Trustee Reports $85M Missing in Synapse Bankruptcy

Trustee Reports $85M Missing in Synapse Bankruptcy

The Synapse bankruptcy trustee has identified an $85 million discrepancy between what the partner banks of Synapse, a financial intermediary, are holding and what depositors are owed. This gap was revealed by the court-appointed director in the Synapse bankruptcy case.

According to the trustee, customers of fintech firms using Synapse to connect with banks had $265 million in balances. However, the banks themselves only held $180 million linked to these accounts, as stated by trustee Jelena McWilliams in a document filed late Thursday. This missing $85 million is at the heart of what is being considered the most severe financial panic in the U.S. since the 2008 crisis. Over 100,000 customers from various financial firms have been unable to access their savings for about a month following Synapse’s collapse, an Andreessen Horowitz-backed startup, due to disputes over user balances.

Despite accusations between Synapse and its partners, such as Evolve Bank & Trust, regarding improper balance movements or incorrect ledgers, McWilliams’ report is the first external attempt to gauge the extent of the missing funds.

Many Unanswered Questions

Since being appointed trustee on May 24, McWilliams has collaborated with four banks—Evolve, American Bank, AMG National Trust, and Lineage Bank—to reconcile their ledgers and restore customer access to their funds. However, the banks require more information to complete this task, particularly concerning how Synapse’s brokerage and lending activities may have affected fund flows. McWilliams noted that Synapse apparently mixed funds among various institutions, using multiple banks for the same companies.

The fate of the missing funds remains unclear. “The source of the shortfall, including whether end-user funds and negative balance accounts were moved among Partner Banks in a way that increased or decreased the respective shortfalls that may have existed at each Partner Bank at an earlier time, is not known at this time,” McWilliams wrote.

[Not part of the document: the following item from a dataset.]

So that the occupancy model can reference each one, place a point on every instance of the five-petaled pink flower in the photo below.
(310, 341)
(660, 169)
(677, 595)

McWilliams, the former chair of the Federal Deposit Insurance Corporation and now a partner at the law firm Cravath, did not respond to requests for comment.

Difficult Task

McWilliams’ efforts are further complicated by the lack of funds to hire external forensic firms or even former Synapse employees to assist. The last employee at Synapse was terminated on May 24. Despite these challenges, some customers whose funds were held in demand deposit accounts have begun regaining access to their accounts. However, those whose funds were pooled in accounts known as “for benefit of” (FBO) accounts will face a longer wait for their money. McWilliams indicated that a full reconciliation could take several more weeks.

In her report, McWilliams presented Judge Martin Barash with several options to allow at least some FBO customers to access their funds. These options include fully paying some customers while delaying payments to others, depending on the reconciliation status of individual FBO accounts. Another option would involve distributing the shortfall evenly among all customers to expedite access to limited funds.

A Crisis Situation

At a public hearing on Friday, McWilliams recommended that all FBO customers receive partial payments, which “will partially alleviate the effects to end users who are currently locked out of access to their funds” while reserving funds for future payments. However, Judge Barash expressed doubts about how this would proceed.

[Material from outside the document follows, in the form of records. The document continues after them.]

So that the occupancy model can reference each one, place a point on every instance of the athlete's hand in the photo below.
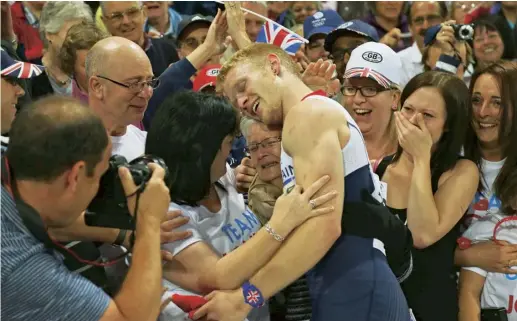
(244, 175)
(294, 208)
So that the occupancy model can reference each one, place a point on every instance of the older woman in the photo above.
(423, 179)
(491, 144)
(79, 39)
(56, 18)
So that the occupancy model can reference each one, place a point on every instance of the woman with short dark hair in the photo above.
(430, 187)
(193, 134)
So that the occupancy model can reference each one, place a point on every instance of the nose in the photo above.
(359, 98)
(484, 110)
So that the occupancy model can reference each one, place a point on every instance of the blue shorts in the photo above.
(354, 282)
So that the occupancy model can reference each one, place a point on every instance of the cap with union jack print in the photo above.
(19, 69)
(376, 61)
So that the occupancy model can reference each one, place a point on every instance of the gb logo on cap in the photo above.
(372, 56)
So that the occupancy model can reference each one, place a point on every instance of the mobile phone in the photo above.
(494, 314)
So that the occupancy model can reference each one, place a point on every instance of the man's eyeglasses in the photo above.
(266, 143)
(131, 13)
(365, 91)
(136, 87)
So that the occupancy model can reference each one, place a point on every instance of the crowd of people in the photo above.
(174, 161)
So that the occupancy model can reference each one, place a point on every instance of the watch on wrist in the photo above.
(252, 295)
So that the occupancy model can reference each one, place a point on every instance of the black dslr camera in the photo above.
(109, 207)
(464, 32)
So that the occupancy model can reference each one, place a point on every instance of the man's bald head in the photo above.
(112, 53)
(52, 135)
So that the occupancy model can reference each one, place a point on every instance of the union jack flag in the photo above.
(274, 34)
(19, 69)
(23, 70)
(368, 73)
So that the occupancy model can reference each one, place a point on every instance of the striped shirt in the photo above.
(35, 283)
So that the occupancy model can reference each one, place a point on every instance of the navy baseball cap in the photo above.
(189, 20)
(18, 69)
(355, 26)
(430, 34)
(322, 22)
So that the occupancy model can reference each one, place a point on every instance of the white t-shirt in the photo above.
(485, 202)
(130, 145)
(499, 290)
(223, 231)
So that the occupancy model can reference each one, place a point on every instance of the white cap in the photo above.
(376, 61)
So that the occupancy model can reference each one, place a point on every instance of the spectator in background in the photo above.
(253, 25)
(489, 43)
(126, 19)
(279, 12)
(79, 39)
(315, 29)
(344, 39)
(162, 19)
(56, 19)
(490, 144)
(25, 19)
(421, 16)
(388, 18)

While expressing his gratitude for McWilliams’ work, Barash admitted that he “struggled” with “what I can do, and how I can help.” He stated that the case is “uncharted territory” and noted that since the depositors’ funds were not the property of the Synapse estate, it was unclear what the bankruptcy court could do. “This is a crisis, and I would like to see a resolution, but I’m not sure if people are looking for court orders, what I can provide in terms of court orders,” Barash said.